Did this route summer of 2010 the day after one of the large thunderstorms. The climbing team had gotten together and we had spent the night in the observatory (a crazy place to be in a thunderstorm!) Well after a very late night and only about 3 hours of sleep we woke up and walked down to the wall. Mico and 2 others roped up for Steel Crazy while my partner Sean Campbell and I started up Fort-Stress. This is some of the funnest climbing on the mountain! For a second multipitch (Steel Crazy was the first) this was a real treat. We had a mini-epic locating the anchors at the base of the third pitch. They are hard to find and are in a small groove which makes them very difficult to see.
By Jon Ruland
From: Tucson, AZ
Oct 26, 2015
rating: 5.10- 6a 18 VI+ 18 E1 5a

this route is considerably better than Steel Crazy but also considerably harder. don't skip the climbing up the tower, it's great.
By Don Stump
From: Sierra Vista, AZ
Jul 11, 2016
rating: 5.10 6b 20 VII- 19 E2 5b

If Steel Crazy is a 5.9 this has to be a 5.10. Very difficult lead for me and I took a lot brakes after clipping.
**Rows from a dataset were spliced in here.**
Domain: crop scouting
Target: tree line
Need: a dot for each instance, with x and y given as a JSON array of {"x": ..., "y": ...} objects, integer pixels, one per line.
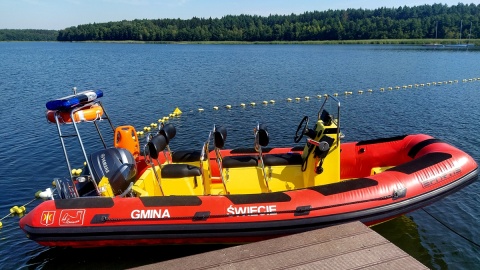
[
  {"x": 28, "y": 35},
  {"x": 418, "y": 22}
]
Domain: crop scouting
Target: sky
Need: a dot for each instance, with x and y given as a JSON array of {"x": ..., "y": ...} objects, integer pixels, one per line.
[{"x": 60, "y": 14}]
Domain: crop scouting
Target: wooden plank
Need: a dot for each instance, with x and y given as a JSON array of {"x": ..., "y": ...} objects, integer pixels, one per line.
[{"x": 346, "y": 246}]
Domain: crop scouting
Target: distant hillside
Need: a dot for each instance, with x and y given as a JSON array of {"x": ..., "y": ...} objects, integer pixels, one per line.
[
  {"x": 416, "y": 22},
  {"x": 402, "y": 23},
  {"x": 28, "y": 35}
]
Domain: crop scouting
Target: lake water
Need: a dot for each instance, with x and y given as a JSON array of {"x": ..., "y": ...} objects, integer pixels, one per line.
[{"x": 145, "y": 82}]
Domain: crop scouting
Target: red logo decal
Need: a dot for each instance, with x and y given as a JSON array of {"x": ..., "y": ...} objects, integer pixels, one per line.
[
  {"x": 47, "y": 218},
  {"x": 71, "y": 217}
]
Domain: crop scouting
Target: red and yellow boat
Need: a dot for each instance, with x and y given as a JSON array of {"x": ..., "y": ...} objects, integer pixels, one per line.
[{"x": 133, "y": 195}]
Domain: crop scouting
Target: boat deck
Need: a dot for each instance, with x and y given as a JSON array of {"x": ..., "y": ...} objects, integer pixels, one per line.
[{"x": 348, "y": 246}]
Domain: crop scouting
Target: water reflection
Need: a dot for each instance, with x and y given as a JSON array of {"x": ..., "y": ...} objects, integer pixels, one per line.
[
  {"x": 112, "y": 257},
  {"x": 407, "y": 238}
]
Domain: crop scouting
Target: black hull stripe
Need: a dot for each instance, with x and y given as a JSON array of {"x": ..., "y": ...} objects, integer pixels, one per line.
[
  {"x": 421, "y": 163},
  {"x": 419, "y": 146},
  {"x": 381, "y": 140},
  {"x": 246, "y": 229}
]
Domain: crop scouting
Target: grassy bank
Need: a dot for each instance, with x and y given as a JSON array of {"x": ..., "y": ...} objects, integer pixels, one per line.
[{"x": 313, "y": 42}]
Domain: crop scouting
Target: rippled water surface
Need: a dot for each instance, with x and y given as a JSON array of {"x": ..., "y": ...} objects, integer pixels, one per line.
[{"x": 143, "y": 83}]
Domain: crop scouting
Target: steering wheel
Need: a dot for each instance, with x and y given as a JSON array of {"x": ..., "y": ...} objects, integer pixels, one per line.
[{"x": 303, "y": 123}]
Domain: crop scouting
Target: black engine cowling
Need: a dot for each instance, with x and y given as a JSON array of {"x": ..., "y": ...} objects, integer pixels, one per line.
[{"x": 117, "y": 164}]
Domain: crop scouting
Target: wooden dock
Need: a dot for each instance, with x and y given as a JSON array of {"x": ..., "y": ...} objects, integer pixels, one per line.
[{"x": 347, "y": 246}]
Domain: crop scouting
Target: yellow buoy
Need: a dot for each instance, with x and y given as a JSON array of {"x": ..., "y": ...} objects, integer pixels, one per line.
[
  {"x": 13, "y": 210},
  {"x": 177, "y": 111}
]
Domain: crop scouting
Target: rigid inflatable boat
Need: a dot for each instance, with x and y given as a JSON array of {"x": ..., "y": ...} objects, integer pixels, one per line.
[{"x": 133, "y": 194}]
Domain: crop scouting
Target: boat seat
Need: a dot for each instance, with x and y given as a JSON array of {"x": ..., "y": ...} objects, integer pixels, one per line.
[
  {"x": 239, "y": 162},
  {"x": 280, "y": 171},
  {"x": 186, "y": 156},
  {"x": 239, "y": 174},
  {"x": 282, "y": 159},
  {"x": 174, "y": 179},
  {"x": 180, "y": 171}
]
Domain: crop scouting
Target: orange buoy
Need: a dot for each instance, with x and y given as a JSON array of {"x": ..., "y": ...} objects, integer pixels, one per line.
[{"x": 91, "y": 113}]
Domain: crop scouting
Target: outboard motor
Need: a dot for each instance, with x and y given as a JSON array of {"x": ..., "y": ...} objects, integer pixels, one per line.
[{"x": 117, "y": 164}]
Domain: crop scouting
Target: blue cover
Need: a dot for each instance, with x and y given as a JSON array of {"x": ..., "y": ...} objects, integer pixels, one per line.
[{"x": 69, "y": 102}]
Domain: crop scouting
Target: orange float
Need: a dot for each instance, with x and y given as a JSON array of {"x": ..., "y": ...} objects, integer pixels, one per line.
[{"x": 91, "y": 113}]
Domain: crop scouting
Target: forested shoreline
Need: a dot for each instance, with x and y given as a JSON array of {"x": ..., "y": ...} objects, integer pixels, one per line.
[
  {"x": 402, "y": 23},
  {"x": 28, "y": 35}
]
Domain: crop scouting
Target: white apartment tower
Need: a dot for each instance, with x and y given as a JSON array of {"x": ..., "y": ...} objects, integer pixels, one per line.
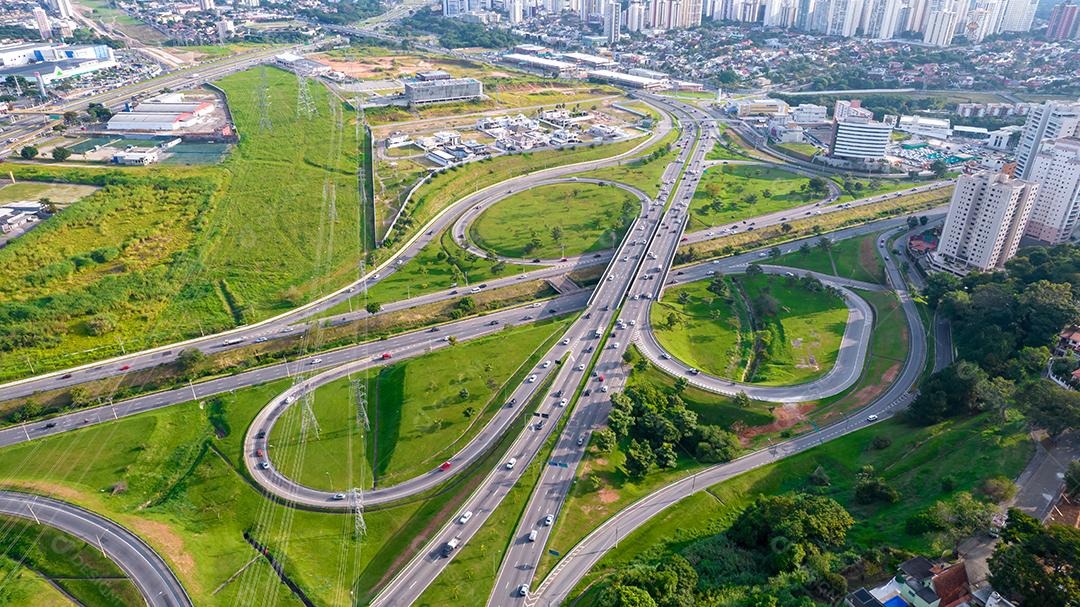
[
  {"x": 941, "y": 28},
  {"x": 986, "y": 219},
  {"x": 41, "y": 19},
  {"x": 1018, "y": 15},
  {"x": 1049, "y": 121},
  {"x": 1056, "y": 207},
  {"x": 612, "y": 21}
]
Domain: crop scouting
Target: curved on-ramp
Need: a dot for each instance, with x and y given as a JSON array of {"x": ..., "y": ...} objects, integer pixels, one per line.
[
  {"x": 849, "y": 363},
  {"x": 147, "y": 570}
]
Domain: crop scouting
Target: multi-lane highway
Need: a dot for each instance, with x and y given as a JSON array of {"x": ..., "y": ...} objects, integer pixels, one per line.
[{"x": 147, "y": 570}]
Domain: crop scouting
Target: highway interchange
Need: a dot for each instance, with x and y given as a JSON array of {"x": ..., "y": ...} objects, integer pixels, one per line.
[{"x": 647, "y": 251}]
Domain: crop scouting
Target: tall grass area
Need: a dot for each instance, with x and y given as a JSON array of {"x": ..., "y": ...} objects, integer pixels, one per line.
[{"x": 162, "y": 254}]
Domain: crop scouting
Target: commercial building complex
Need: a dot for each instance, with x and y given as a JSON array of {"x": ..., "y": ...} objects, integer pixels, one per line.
[{"x": 986, "y": 219}]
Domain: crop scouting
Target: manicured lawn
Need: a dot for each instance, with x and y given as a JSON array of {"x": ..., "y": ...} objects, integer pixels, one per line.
[
  {"x": 851, "y": 258},
  {"x": 416, "y": 412},
  {"x": 61, "y": 193},
  {"x": 439, "y": 266},
  {"x": 917, "y": 463},
  {"x": 732, "y": 192},
  {"x": 805, "y": 329},
  {"x": 166, "y": 476},
  {"x": 459, "y": 181},
  {"x": 705, "y": 332},
  {"x": 589, "y": 217},
  {"x": 29, "y": 550}
]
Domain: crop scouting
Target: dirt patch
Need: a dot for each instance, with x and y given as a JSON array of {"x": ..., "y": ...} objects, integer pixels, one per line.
[
  {"x": 784, "y": 417},
  {"x": 170, "y": 544},
  {"x": 607, "y": 495}
]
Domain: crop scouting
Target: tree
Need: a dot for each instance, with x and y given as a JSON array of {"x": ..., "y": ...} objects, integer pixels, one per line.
[
  {"x": 639, "y": 459},
  {"x": 1039, "y": 568},
  {"x": 1050, "y": 407},
  {"x": 605, "y": 440}
]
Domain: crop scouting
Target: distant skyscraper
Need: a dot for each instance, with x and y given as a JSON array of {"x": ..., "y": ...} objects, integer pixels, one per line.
[
  {"x": 41, "y": 19},
  {"x": 612, "y": 21},
  {"x": 1018, "y": 15},
  {"x": 986, "y": 218},
  {"x": 941, "y": 28},
  {"x": 1064, "y": 22},
  {"x": 1056, "y": 208},
  {"x": 1049, "y": 121}
]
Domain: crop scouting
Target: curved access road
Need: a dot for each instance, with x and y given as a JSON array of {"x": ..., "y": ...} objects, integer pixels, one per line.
[
  {"x": 580, "y": 560},
  {"x": 466, "y": 219},
  {"x": 277, "y": 325},
  {"x": 149, "y": 572},
  {"x": 850, "y": 358}
]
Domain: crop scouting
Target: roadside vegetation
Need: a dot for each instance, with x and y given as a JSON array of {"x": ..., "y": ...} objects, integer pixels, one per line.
[
  {"x": 556, "y": 220},
  {"x": 731, "y": 192},
  {"x": 420, "y": 412}
]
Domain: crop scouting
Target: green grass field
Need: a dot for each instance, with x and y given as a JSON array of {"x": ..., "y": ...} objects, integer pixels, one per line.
[
  {"x": 805, "y": 331},
  {"x": 162, "y": 254},
  {"x": 589, "y": 217},
  {"x": 415, "y": 408},
  {"x": 732, "y": 192},
  {"x": 705, "y": 332},
  {"x": 28, "y": 550},
  {"x": 850, "y": 258},
  {"x": 925, "y": 464},
  {"x": 175, "y": 476}
]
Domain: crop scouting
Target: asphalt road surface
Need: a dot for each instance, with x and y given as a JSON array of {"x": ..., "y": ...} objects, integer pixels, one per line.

Wasn't really sure where the third pitch started, so finished on Steel crazy after the first two pitches.
By Justin Headley
From: Tucson
Aug 8, 2016
rating: 5.10- 6a 18 VI+ 18 E1 5a

For a "sport" route, the bolting is pretty spicy. In fact, I think Endgame is bolted better and that's called a trad route. The cruxes (which I think are 10-) are well protected but there are other spots on the 2nd and 3rd pitches where you are on 5.8-5.9 terrain and could take long falls. I love the route, but just know that it's fairly heady and committing for a moderate sport climb. A light rack (BD .75 and smaller and some thin slings for chickenheads) can help you feel a little better, or at least turn the final 5.3R section from a hard R to a soft R.